L'iode des algues varie énormément : le nori en contient peu, le kombu et le kelp peuvent dépasser 1 000 µg par gramme. Une consommation élevée et prolongée expose à un risque d'hypothyroïdie ou d'hyperthyroïdie, surtout chez les personnes atteintes d'Hashimoto. Restez sous la Limite Supérieure Tolérable de 1 100 µg par jour chez l'adulte.

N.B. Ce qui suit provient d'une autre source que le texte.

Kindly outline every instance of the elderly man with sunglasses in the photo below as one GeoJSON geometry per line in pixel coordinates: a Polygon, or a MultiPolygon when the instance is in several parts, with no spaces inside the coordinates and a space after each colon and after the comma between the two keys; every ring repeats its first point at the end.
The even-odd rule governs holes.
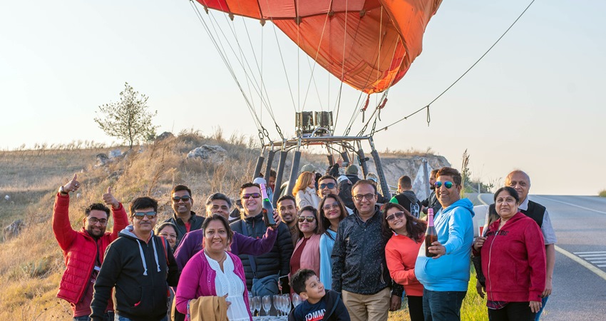
{"type": "Polygon", "coordinates": [[[173,201],[173,216],[165,220],[177,226],[177,245],[181,242],[186,233],[202,228],[205,218],[197,216],[192,210],[194,199],[192,198],[192,190],[184,185],[178,185],[173,188],[170,192],[173,201]]]}
{"type": "Polygon", "coordinates": [[[458,170],[441,168],[436,177],[436,195],[442,208],[433,217],[438,240],[421,246],[415,263],[415,275],[424,287],[423,313],[426,321],[460,320],[461,306],[469,282],[469,263],[473,243],[473,205],[461,198],[458,170]]]}
{"type": "MultiPolygon", "coordinates": [[[[232,230],[245,236],[262,238],[267,227],[263,222],[260,187],[247,183],[240,187],[240,195],[244,211],[242,220],[230,224],[232,230]]],[[[288,275],[290,271],[290,257],[294,250],[290,232],[285,224],[278,225],[277,230],[277,238],[269,253],[257,256],[238,255],[244,265],[246,287],[253,296],[278,294],[278,278],[288,275]]]]}
{"type": "Polygon", "coordinates": [[[133,225],[108,246],[91,303],[91,319],[102,320],[114,291],[115,320],[168,320],[168,286],[177,286],[179,271],[168,243],[154,235],[158,202],[138,198],[130,203],[133,225]]]}
{"type": "Polygon", "coordinates": [[[389,311],[401,307],[404,292],[392,282],[385,259],[391,233],[382,228],[376,186],[361,180],[351,192],[356,208],[339,224],[331,255],[332,290],[342,292],[351,320],[386,321],[389,311]]]}
{"type": "MultiPolygon", "coordinates": [[[[80,230],[74,230],[69,220],[69,193],[80,188],[78,176],[59,188],[53,209],[53,233],[63,252],[66,270],[59,283],[57,297],[68,302],[74,321],[86,321],[91,314],[93,285],[103,262],[106,248],[118,238],[118,232],[128,225],[128,218],[122,204],[108,188],[104,203],[111,206],[114,225],[111,233],[106,232],[110,210],[103,204],[95,203],[84,210],[80,230]]],[[[101,320],[113,320],[113,303],[111,298],[103,305],[101,320]]]]}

Pourquoi l'iode des algues est si imprévisible

Les algues concentrent l'iode de l'eau de mer, mais les différentes espèces le font dans des proportions extrêmement variables. L'analyse la plus citée des algues comestibles commercialisées rapporte des teneurs en iode qui varient sur plus de trois ordres de grandeur selon l'espèce, le lieu de récolte et le procédé de transformation [C1]. Les algues brunes (kombu, wakame, kelp) en accumulent le plus ; les algues rouges (nori, dulse), le moins.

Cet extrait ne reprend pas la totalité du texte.